I visited the prison of Chillon. It is a gloomy old castle with five great towers, built upon a rock projecting some two hundred yards into Lake Geneva. Byron says of it:

“Chillon! thy prison is a holy place,
And thy sad floor an altar; for ’twas trod
Until his very steps have left a trace,
Worn, as if thy cold pavement were a sod,
By Bonnivard! May none those marks efface,

“For they appeal from tyranny to God.
There are seven pillars of Gothic mould
In Chillon’s dungeon deep and old,
And in each pillar there is a ring,
And in each ring there is a chain.”

The description is perfect. The whole thing is there as of old.

I must stay my weary hand. I have already perhaps, written too much about Switzerland. But I have no apology to offer. I am in love with the country, that’s all. Love Switzerland?

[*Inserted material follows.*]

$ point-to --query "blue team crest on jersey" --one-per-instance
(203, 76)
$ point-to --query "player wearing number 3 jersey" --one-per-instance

“Who could help it that has a heart to love,
And in that heart courage to make its love known?”

SWISS MOUNTAINS.

To get up regularly at 5 a.m., and see the first grey streaks of morning, to watch the grey turn to pearl, the pearl to copper, to amber, to gold, and then to see the whole heaven flecked with blushes and gattled with fire; to watch the rising sun slowly climb the eastern hills and see the first gleam of light glistening on the snowy peaks around you; to start on your day’s tramp while the air is fresh and bracing, and while all Nature is smiling as though earth held no tomb; to walk for hours and hours, climbing peaks and crossing glens; to sit down at noon on the flower-fringed bank of a limpid stream, and listen to the music of its rippling waters while you eat your cold lunch; and, after dinner is over, to lie in the sun for an hour or two and read the legends, poetry and history inseparably linked with the mountains, lakes and valleys that you have been admiring all the morning; to walk on until night, and then eat with an appetite that reminds you of your schoolboy days of old, when you ate all that was cooked and then called for more; to go out after supper and reflect on God’s handiwork, with floods, snows, rocks, mountains, glens, forests round and heaven’s bright stars above you,—to enjoy all this, and more, as I have done, were enough to put the tongue of praise in the mouth of the dumb, to wake well-springs of joy in the desert places of the heart, and send never-failing streams of rejoicing through the garden of life.